Prac 21 Solution

Computer Science 3 - 2004

Programming Language Translation

Practical for Week 21, beginning 15 September 2004 - Solutions

You can obtain machine readable versions of these grammars from the solution kit PRAC21A.ZIP or PRAC21AC.ZIP if you would like to experiment with them further.

Task 2

Extending the calculator grammar can be done in several ways. Here is a simple one of them, which corresponds to the approach taken in languages like Pascal, which do not allow two signs to appear together:

    COMPILER Calc1 $CN
    /* Simple four function calculator - extended
       P.D. Terry, Rhodes University, 2004 */

    CHARACTERS
      digit      = "0123456789" .
      hexdigit   = digit + "ABCDEF" .

    TOKENS
      decNumber  = digit { digit } .
      hexNumber  = "$" hexdigit { hexdigit } .
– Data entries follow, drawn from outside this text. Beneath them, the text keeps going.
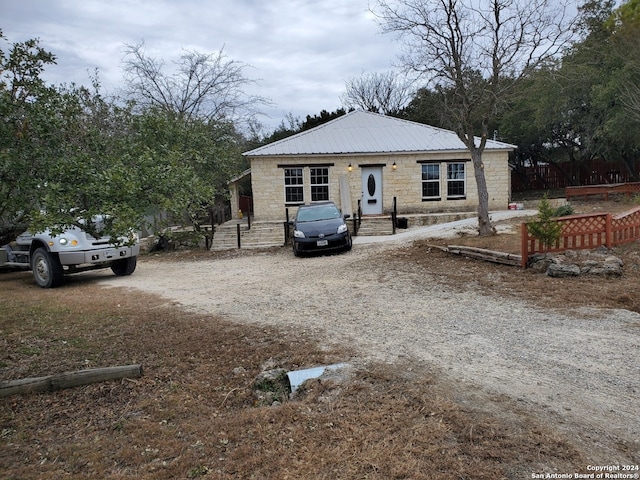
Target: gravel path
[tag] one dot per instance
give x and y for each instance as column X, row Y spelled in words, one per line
column 578, row 371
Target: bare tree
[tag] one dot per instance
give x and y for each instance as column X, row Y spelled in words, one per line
column 209, row 86
column 478, row 49
column 377, row 92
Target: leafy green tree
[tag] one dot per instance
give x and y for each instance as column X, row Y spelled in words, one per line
column 68, row 154
column 27, row 131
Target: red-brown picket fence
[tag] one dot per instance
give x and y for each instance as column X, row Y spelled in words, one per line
column 586, row 231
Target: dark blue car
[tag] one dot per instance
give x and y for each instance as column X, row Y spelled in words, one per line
column 320, row 227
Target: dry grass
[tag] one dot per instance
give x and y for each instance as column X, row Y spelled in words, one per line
column 193, row 414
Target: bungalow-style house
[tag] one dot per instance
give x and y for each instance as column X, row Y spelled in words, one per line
column 371, row 161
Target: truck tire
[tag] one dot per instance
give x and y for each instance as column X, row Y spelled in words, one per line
column 124, row 267
column 47, row 269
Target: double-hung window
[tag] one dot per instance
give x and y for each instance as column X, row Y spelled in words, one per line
column 431, row 181
column 319, row 183
column 456, row 180
column 293, row 186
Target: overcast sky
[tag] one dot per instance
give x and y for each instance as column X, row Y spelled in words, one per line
column 300, row 52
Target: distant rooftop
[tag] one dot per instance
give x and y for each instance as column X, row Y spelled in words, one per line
column 362, row 132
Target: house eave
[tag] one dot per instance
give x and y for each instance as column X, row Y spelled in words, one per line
column 372, row 154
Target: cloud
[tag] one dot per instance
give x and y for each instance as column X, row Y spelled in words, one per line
column 301, row 52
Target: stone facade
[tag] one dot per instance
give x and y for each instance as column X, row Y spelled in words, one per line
column 404, row 182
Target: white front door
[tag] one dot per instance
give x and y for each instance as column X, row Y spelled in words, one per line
column 371, row 190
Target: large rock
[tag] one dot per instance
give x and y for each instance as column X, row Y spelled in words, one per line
column 572, row 263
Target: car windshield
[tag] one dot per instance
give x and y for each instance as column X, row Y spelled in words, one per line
column 314, row 214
    IGNORE CHR(0) .. CHR(31)

    PRODUCTIONS
      Calc1      = { Expression "=" } EOF .
      Expression = ["+" | "-" ] Term { "+" Term  | "-" Term } .
      Term       = Factor { "*" Factor | "/" Factor } .
      Factor     = Primary { "!" } .
      Primary    = decNumber | hexNumber | [ "sqrt" ] "(" Expression ")" .
    END Calc1.

Another approach, similar to that taken in C++, is as follows:

    PRODUCTIONS
      Calc2      = { Expression "=" } EOF .
      Expression = Term { "+" Term  | "-" Term } .
      Term       = Factor { "*" Factor | "/" Factor } .
      Factor     = ( "+" | "-" ) Factor | Primary { "!" } .
      Primary    = decNumber | hexNumber | [ "sqrt" ] "(" Expression ")" .
    END Calc2.

This allows for expressions like 3 + - 7 or even 3 * -4 or even 3 / + - 4!. Because of the way the grammar is written, the last of these is equivalent to 3 / ( + ( - (4!))). It is clearer like this than if one tries to simplify the definition of Factor still further to

       Factor     = ( "+" | "-" ) Primary { "!" } .

in which the interpretation of -4! would be (-4)! and not -(4!) as it should be.

Here are some other suggestions. What, if any, differences are there between these and the other solutions presented so far?

    PRODUCTIONS
      Calc4      = { Expression "=" } EOF .
      Expression = Term { "+" Term  | "-" Term } .
      Term       = Factor { "*" Factor | "/" Factor } .
      Factor     = ( "+" | "-" ) Factor | Primary | "sqrt" "(" Expression ")" ) .
      Primary    = ( decNumber | hexNumber | "(" Expression ")" ) { "!" } .
    END Calc4.

    PRODUCTIONS
      Calc5      = { Expression "=" } EOF .
      Expression = ["+" | "-" ] Term { "+" Term  | "-" Term } .
      Term       = Factor { "*" Factor | "/" Factor } .
      Factor     = Primary { "!" } | "sqrt" "(" Expression ")" .
      Primary    = decNumber | hexNumber | "(" Expression ")" .
    END Calc5.

Several people suggested productions like this

      Factor     = ( "+" | "-" ) Factor | Primary | "sqrt(" Expression ")" ) .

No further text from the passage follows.